- Executive Summary
- Company Background
- Project Overview
- Project Requirements
- Data Architecture
- ETL Pipeline Design
- Data Quality and Governance
- Exploratory Data Analysis
- Advanced Data Analytics
- Clarifying Questions, Assumptions and Caveats
- Repository Structure
- Tools and Technology Used
- How to Reproduce This Project
- Future Enhancements
- Author
Founded in 2008, TerraVolt is a global e-commerce enterprise specializing in bicycles, components, and cycling apparel. The company operates across multiple continents, leveraging digital platforms to deliver high-performance products to an international customer base. As TerraVolt’s operations expanded, its data environment became increasingly complex, with disparate systems generating large volumes of transactional, customer, and operational data. The absence of centralized integration led to data silos, inconsistent reporting, and limited analytical visibility across business functions.

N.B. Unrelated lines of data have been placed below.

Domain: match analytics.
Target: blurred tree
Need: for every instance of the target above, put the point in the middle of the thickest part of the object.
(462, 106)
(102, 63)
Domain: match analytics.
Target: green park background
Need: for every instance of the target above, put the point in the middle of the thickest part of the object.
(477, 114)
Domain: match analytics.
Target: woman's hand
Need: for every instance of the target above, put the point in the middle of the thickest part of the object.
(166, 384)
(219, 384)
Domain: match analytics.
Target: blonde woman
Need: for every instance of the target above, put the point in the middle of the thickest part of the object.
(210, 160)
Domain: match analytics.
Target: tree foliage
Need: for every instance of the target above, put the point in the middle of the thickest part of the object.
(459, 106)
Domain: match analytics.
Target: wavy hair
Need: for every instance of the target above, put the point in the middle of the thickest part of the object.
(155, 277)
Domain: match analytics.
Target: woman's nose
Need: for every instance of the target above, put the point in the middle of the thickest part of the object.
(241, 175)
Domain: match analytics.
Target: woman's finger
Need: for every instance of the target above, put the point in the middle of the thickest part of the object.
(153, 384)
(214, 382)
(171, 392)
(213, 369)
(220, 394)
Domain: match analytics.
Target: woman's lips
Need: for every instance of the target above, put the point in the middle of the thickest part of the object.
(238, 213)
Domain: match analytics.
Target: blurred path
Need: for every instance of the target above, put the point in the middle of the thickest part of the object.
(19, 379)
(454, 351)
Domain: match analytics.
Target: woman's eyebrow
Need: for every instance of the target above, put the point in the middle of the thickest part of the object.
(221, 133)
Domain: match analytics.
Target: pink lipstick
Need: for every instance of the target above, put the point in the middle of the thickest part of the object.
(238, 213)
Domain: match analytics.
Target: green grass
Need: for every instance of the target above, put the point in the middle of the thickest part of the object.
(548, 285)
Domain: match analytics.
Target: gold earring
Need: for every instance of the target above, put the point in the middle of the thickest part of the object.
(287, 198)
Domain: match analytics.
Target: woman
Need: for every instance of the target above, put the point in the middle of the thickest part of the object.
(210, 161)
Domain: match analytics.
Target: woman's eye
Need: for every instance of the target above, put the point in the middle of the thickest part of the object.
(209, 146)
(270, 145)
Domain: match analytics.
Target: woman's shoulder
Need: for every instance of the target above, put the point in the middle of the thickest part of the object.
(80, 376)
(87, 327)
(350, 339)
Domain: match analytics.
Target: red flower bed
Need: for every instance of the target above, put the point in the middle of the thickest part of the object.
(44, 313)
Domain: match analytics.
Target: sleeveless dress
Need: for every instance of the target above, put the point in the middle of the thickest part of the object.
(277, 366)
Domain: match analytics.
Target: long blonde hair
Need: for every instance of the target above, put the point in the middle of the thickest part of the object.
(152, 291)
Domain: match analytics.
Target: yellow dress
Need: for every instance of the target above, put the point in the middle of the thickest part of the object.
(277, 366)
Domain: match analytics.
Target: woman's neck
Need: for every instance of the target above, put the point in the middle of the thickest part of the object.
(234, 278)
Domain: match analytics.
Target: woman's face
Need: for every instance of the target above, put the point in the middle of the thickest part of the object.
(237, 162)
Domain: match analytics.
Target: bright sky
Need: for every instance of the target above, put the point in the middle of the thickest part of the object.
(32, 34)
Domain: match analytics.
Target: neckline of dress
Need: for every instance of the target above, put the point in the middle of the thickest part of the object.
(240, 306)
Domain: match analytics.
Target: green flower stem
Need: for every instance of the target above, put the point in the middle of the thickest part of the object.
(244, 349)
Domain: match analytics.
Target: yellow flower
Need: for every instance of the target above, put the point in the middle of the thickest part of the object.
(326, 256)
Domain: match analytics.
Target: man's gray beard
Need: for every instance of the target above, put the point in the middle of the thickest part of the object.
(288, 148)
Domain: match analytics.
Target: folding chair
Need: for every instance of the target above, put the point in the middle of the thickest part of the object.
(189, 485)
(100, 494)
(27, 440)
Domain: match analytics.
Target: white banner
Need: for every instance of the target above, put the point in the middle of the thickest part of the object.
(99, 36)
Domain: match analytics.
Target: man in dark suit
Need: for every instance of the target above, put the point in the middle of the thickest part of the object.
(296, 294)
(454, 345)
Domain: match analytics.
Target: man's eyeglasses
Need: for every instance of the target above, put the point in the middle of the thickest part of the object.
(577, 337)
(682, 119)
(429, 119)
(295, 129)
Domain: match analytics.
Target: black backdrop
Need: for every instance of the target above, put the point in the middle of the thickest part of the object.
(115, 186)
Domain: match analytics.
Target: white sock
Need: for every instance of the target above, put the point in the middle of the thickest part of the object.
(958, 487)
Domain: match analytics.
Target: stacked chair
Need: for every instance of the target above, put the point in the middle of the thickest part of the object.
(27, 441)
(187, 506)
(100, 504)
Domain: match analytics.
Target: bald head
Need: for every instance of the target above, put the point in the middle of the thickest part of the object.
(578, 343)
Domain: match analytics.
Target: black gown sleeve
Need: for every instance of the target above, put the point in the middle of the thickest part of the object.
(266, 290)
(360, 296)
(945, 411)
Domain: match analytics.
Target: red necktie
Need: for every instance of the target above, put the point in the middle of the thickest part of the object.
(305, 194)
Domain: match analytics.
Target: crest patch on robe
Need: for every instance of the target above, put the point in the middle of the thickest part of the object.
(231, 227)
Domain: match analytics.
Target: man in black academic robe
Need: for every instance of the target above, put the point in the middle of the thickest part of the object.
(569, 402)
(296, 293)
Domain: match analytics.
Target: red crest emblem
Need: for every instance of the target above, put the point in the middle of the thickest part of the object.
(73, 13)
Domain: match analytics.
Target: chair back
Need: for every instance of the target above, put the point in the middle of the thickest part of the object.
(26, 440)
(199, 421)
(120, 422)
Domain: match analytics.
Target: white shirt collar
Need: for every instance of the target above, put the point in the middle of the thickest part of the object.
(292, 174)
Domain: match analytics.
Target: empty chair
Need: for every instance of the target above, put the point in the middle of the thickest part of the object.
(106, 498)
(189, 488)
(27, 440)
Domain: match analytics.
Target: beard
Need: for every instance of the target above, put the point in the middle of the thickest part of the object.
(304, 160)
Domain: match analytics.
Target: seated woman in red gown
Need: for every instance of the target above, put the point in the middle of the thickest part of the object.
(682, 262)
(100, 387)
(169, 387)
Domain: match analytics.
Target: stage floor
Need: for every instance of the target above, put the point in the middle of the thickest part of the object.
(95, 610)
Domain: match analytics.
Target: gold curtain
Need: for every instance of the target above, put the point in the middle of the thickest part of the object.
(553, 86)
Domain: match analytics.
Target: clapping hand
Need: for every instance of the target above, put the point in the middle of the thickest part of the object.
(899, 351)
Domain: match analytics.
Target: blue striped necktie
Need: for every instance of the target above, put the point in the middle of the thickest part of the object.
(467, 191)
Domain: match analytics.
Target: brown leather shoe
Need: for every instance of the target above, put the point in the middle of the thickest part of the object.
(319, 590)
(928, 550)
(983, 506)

To overcome these challenges, TerraVolt launched the SQL Data Warehouse Initiative, a strategic data modernization project designed to consolidate fragmented data sources into a centralized analytical ecosystem. This warehouse will enable a single source of truth for business intelligence, support data-driven decision-making, and enhance enterprise performance through reliable, scalable, and governed analytics infrastructure.
In addition to the data warehousing build, this project incorporates an advanced Data Analysis and Business Intelligence (BI) capability. This includes comprehensive Exploratory Data Analysis (EDA), statistical profiling, time-series trend evaluation, and customer/product performance analytics. The BI layer strengthens TerraVolt’s ability to derive meaningful insights by enabling dynamic dashboards, KPI monitoring, forecasting foundations, and real-time decision support, ensuring that the SQL warehouse becomes both an analytical engine and a business-facing intelligence platform.
TerraVolt is a global e-commerce company, founded in 2014, that provides an extensive range of bikes, cycling components, and apparel. With operations in North America, Europe, Asia, and Africa, TerraVolt has built a strong reputation for digital innovation, product quality, and customer engagement. The company’s rapid international growth has led to an increasingly complex data landscape, spanning ERP, CRM, e-commerce, and marketing systems. This growth underscored the need for a unified data management framework to enhance operational insight and analytical consistency.
The SQL EDW project represents a key milestone in TerraVolt’s data strategy, integrating global data assets into a single, structured, and scalable repository.
This project delivers a scalable data warehousing solution that integrates data from various sources, empowering data-driven decision-making through a robust data architecture, ETL pipeline, and data modeling. By leveraging industry best practices and a medallion data architecture (Bronze, Silver, and Gold), this solution ensures data quality, consistency and reliability.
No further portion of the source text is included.